Ah, those Hitchens boys and their messianic resolve. This time, it’s the runt of the family:
I sometimes wonder why I bother being a prophet. All my predictions of horrible things come true, and nobody does anything about any of them.
The BBC have discovered that there are now quite a lot of grannies in this country in their 30s. They interviewed Tara Bailee, 36, who goes clubbing twice a month, has (of course) split up with the father of her daughter Rickeita, who got pregnant at 15 and has (of course) split up with the father of her daughter, Lexie.
It’s hard not to sympathise; I’m sure Joseph Smith, L Ron Hubbard and David Koresh all suffered similar bouts of ennui as they tried to save the ungrateful masses. If only we’d ignored their narcissism and laughable fairytales and paid attention to the divine prophesies they tried to pass on.
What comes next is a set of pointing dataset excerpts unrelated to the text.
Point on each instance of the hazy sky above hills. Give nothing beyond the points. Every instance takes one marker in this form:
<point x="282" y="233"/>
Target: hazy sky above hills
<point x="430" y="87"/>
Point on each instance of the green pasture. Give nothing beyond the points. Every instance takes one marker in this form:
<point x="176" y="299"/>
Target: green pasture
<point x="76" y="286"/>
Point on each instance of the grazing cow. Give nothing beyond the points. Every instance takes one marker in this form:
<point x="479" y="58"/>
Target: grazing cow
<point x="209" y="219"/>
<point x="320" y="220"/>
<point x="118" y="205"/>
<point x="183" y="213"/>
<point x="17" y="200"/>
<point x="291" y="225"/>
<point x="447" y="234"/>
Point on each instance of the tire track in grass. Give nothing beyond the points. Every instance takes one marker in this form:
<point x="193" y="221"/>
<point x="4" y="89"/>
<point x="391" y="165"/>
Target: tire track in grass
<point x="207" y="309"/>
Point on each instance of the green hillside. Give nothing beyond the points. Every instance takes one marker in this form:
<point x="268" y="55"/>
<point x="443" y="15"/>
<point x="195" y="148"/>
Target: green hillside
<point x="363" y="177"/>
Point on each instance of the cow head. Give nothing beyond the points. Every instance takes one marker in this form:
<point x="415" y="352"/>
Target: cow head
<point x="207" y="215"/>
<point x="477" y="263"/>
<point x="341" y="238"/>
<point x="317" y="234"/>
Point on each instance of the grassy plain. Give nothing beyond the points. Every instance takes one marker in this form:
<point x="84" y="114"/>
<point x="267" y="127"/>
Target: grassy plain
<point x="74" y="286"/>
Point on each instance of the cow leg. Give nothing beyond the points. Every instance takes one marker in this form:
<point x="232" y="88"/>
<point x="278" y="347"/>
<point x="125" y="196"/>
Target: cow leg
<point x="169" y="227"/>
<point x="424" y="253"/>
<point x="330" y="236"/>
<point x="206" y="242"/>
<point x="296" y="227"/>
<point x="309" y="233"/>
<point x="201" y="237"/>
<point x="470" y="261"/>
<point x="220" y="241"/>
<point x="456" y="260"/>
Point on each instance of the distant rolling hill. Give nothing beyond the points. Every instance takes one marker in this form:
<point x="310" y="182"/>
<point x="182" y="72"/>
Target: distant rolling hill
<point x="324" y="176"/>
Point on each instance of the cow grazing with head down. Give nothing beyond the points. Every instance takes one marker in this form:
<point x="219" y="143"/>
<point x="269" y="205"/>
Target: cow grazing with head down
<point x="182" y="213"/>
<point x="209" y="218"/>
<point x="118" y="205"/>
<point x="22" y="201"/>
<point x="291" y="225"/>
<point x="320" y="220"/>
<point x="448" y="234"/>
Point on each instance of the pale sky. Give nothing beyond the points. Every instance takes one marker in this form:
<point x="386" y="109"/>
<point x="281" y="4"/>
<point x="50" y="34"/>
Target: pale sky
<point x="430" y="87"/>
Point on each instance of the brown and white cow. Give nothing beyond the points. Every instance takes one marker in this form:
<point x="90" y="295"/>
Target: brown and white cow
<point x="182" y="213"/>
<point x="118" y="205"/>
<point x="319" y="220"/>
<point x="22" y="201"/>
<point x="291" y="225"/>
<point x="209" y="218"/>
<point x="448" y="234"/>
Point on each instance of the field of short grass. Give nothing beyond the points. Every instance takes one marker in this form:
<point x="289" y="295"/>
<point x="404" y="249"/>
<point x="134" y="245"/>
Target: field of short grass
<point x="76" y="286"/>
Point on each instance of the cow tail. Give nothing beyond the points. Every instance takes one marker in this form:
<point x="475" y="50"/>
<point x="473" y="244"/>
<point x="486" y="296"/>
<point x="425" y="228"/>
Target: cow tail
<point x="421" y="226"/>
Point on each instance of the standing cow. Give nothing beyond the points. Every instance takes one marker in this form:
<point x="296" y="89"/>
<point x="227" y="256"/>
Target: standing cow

But if Hitchens is a prophet, there’s got to be some kind of antichrist to warn against, right? Yup. Lots of ‘em, in fact. They all happen to be single mothers and their routine failure to keep their legs closed is responsible for the downfall of everything from the Roman Empire onwards. Here’s how he explains the terrible cost of their cheap morals:
The consequences, in terms of crime, drug abuse, welfare parasitism, educational disaster and social chaos are predictable and miserable and will end in total national collapse and bankruptcy.
They were predictable many years ago, when it was still just possible for mainstream politicians to attack the mad subsidies given to unmarried mothers, which have, of course, led to there being more and more and more of them.
Holy shit, they’ll kill us all! So how much longer do we have before our descent into hell? A few months? A year? A few years? A decade? Is there any point saving up for that conservatory?
Alas, he doesn’t say. Why can’t our prophets be more bleeding specific?!
It’s always possible, I suppose, that one day we’ll be so debased we elect as Prime Minister a 30-year-old grandmother of 10 who’s had more men in a year than that suave man-slut Nick Clegg’s had in a life time. And I suppose it’s also possible that she’ll use her power as Premier of ASBO Britain to have the welfare state subsidise free ferraris, alcopops & holidays in Ibiza. And yes, I suppose one day these alcohol-addled, parasitic poor people could suck so much life from the country that it becomes a wretched, pathetic insult to its former greatness.
If that day ever comes, I’m sure those who remember the Good Old Days will paw over Hitchens’ writings and wonder ‘why didn’t we listen when we had the chance’?
On that day, he will be elevated alongside Smith, Hubbard and Koresh as one of the visionaries of his age.
Alas, I don’t either he or I will live long enough to see it happen.